Generate videos from text or images. Supports Gemini Veo, Kling, Bailian Wan, BytePlus Seedance, xAI Grok, and OpenAI Sora. The gateway handles async polling internally.

# Text-to-video
curl -X POST http://GATEWAY/v1/video/generations \
  -H "Content-Type: application/json" \
  -H "Authorization: Bearer gw-YOUR_KEY" \
  -d '{
    "model": "gemini/veo-3.1-generate-preview",
    "prompt": "A timelapse of a flower blooming in a garden",
    "aspect_ratio": "16:9"
  }'

# Image-to-video
curl -X POST http://GATEWAY/v1/video/generations \
  -H "Content-Type: application/json" \
  -H "Authorization: Bearer gw-YOUR_KEY" \
  -d '{
    "model": "kling/kling-v3-0",
    "prompt": "The character turns and walks away",
    "image": "https://example.com/photo.jpg",
    "duration": 5,
    "aspect_ratio": "16:9"
  }'
import openai

client = openai.OpenAI(
    base_url="http://GATEWAY/v1",
    api_key="gw-YOUR_KEY"
)

# Text-to-video (custom endpoint)
response = client.post(
    "/v1/video/generations",
    body={
        "model": "gemini/veo-3.1-generate-preview",
        "prompt": "A timelapse of a flower blooming in a garden",
        "aspect_ratio": "16:9"
    },
    cast_to=object
)

print(response)
Claude Code via Token Station

Claude Code speaks Anthropic-style APIs.
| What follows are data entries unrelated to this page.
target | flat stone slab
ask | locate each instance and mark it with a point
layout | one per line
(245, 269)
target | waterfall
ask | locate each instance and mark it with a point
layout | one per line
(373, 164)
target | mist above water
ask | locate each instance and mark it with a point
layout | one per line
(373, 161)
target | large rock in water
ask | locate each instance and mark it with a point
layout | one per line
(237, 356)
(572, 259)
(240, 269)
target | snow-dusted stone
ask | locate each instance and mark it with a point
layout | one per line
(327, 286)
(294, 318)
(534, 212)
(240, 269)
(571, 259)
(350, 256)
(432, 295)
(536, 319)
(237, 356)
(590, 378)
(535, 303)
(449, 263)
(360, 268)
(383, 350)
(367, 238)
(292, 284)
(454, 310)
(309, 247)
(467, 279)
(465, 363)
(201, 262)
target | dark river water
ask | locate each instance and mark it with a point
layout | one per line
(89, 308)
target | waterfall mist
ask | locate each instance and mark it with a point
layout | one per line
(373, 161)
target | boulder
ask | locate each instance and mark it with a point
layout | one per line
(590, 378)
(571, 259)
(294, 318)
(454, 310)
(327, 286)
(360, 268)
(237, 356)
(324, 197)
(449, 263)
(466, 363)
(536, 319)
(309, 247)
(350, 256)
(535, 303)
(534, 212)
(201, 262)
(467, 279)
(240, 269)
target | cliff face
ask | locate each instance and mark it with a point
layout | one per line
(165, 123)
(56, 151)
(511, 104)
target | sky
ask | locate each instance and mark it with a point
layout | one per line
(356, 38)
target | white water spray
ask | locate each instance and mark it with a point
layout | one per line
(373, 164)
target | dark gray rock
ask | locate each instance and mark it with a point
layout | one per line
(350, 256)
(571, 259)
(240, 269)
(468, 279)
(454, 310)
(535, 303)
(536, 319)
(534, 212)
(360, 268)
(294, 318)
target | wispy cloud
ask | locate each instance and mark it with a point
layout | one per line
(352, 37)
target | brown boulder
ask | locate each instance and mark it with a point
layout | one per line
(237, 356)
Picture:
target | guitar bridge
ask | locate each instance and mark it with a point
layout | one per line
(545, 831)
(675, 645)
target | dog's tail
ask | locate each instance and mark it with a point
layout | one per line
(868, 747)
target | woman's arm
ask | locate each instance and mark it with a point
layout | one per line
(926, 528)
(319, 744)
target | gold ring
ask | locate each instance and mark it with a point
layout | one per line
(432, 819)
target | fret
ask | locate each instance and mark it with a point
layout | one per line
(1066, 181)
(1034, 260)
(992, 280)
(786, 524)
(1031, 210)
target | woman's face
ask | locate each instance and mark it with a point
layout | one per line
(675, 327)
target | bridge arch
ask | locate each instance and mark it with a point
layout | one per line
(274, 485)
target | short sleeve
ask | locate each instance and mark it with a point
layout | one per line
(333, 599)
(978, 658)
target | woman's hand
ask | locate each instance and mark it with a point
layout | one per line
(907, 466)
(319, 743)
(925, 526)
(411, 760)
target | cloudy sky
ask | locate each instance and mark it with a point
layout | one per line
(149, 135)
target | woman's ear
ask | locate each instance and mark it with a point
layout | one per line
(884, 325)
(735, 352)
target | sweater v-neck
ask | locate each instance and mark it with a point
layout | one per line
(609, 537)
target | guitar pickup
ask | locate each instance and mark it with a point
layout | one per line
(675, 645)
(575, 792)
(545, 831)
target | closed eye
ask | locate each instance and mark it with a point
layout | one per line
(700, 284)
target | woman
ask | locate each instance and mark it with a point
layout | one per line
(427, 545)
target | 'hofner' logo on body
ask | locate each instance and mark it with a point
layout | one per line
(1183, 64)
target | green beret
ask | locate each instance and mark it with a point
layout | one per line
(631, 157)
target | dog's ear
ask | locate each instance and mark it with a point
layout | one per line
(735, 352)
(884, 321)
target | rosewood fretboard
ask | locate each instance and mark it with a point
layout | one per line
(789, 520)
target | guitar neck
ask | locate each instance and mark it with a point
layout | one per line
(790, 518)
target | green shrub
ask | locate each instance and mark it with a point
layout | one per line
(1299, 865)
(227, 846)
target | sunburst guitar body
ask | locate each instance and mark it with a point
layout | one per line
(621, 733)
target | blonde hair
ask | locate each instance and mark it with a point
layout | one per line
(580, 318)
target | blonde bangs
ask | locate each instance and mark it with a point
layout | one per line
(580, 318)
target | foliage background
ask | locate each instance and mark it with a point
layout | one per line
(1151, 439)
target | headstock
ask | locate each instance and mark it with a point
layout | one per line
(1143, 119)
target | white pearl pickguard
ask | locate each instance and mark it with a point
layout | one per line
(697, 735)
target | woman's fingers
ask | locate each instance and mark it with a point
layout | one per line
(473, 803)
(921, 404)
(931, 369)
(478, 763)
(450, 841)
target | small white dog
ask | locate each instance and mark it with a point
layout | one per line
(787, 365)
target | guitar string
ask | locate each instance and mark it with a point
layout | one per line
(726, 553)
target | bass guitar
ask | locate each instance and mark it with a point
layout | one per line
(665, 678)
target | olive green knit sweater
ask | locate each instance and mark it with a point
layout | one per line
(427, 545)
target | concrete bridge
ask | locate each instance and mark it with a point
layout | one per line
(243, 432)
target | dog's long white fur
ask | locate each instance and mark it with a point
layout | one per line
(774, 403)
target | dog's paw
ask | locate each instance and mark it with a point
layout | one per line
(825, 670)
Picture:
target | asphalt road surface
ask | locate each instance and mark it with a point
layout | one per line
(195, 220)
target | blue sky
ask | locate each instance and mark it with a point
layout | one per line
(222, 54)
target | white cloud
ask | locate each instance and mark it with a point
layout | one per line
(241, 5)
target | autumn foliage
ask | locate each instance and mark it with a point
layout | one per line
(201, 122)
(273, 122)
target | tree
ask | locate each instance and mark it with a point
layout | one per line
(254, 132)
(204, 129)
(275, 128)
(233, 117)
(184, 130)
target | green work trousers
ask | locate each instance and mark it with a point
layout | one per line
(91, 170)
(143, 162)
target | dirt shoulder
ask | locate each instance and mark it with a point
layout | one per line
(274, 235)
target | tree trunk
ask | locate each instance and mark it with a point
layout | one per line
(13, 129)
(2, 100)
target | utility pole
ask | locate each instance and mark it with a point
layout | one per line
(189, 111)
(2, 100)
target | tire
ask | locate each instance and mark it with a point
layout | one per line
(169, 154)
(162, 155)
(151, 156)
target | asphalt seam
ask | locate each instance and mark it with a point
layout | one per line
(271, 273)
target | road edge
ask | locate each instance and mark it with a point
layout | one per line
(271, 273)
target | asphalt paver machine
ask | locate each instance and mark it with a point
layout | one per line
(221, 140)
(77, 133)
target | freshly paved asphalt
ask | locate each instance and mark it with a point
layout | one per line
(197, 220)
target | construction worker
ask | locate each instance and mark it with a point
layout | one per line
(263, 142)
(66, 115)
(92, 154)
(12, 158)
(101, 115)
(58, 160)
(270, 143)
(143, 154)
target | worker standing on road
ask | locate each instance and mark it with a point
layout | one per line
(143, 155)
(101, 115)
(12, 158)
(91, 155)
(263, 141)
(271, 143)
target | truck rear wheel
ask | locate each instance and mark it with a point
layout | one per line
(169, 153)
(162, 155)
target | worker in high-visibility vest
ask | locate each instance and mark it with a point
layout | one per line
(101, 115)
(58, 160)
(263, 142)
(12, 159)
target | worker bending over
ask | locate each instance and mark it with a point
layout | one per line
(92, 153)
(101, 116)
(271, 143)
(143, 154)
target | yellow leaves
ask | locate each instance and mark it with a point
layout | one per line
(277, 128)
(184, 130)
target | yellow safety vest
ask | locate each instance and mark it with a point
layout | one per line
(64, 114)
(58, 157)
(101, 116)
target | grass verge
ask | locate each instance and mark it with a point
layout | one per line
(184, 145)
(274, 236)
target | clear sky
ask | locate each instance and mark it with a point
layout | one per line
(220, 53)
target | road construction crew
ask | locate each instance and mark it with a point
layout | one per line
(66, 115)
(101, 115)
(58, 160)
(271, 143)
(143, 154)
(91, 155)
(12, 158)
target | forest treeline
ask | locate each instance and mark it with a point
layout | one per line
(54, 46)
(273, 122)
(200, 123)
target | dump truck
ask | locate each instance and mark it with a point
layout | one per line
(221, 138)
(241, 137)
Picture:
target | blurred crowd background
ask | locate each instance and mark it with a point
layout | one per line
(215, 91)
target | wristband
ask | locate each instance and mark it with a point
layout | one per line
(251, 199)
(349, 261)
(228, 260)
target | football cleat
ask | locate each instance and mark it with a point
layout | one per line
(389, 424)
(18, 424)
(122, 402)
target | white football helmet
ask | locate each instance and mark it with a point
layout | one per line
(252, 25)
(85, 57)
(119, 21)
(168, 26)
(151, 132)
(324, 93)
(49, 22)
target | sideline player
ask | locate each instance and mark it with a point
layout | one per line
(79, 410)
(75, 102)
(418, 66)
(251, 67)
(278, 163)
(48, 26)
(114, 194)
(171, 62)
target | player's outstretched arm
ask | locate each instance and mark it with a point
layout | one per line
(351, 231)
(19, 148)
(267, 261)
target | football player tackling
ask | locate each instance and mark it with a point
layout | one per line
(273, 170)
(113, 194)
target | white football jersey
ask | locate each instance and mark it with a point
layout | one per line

Point it at Token Station's Anthropic-compatible /v1/messages surface and choose either real Anthropic models or translated OpenAI models with environment variables.

export ANTHROPIC_BASE_URL="https://models.bytefuture.ai"
export ANTHROPIC_AUTH_TOKEN="YOUR TOKEN AT TOKEN STATION"

export ANTHROPIC_DEFAULT_OPUS_MODEL="anthropic/claude-opus-4-7"
export ANTHROPIC_DEFAULT_SONNET_MODEL="anthropic/claude-sonnet-4-6"
export ANTHROPIC_DEFAULT_HAIKU_MODEL="anthropic/claude-haiku-4-5"
export CLAUDE_CODE_SUBAGENT_MODEL="anthropic/claude-sonnet-4-6"

claude -p "Respond with exactly the word: pong"
export ANTHROPIC_BASE_URL="https://models.bytefuture.ai"
export ANTHROPIC_AUTH_TOKEN="YOUR TOKEN AT TOKEN STATION"

export ANTHROPIC_DEFAULT_OPUS_MODEL="openai/gpt-5.4"
export ANTHROPIC_DEFAULT_SONNET_MODEL="openai/gpt-5.4-mini"
export ANTHROPIC_DEFAULT_HAIKU_MODEL="openai/gpt-5.4-nano"
export CLAUDE_CODE_SUBAGENT_MODEL="openai/gpt-5.4"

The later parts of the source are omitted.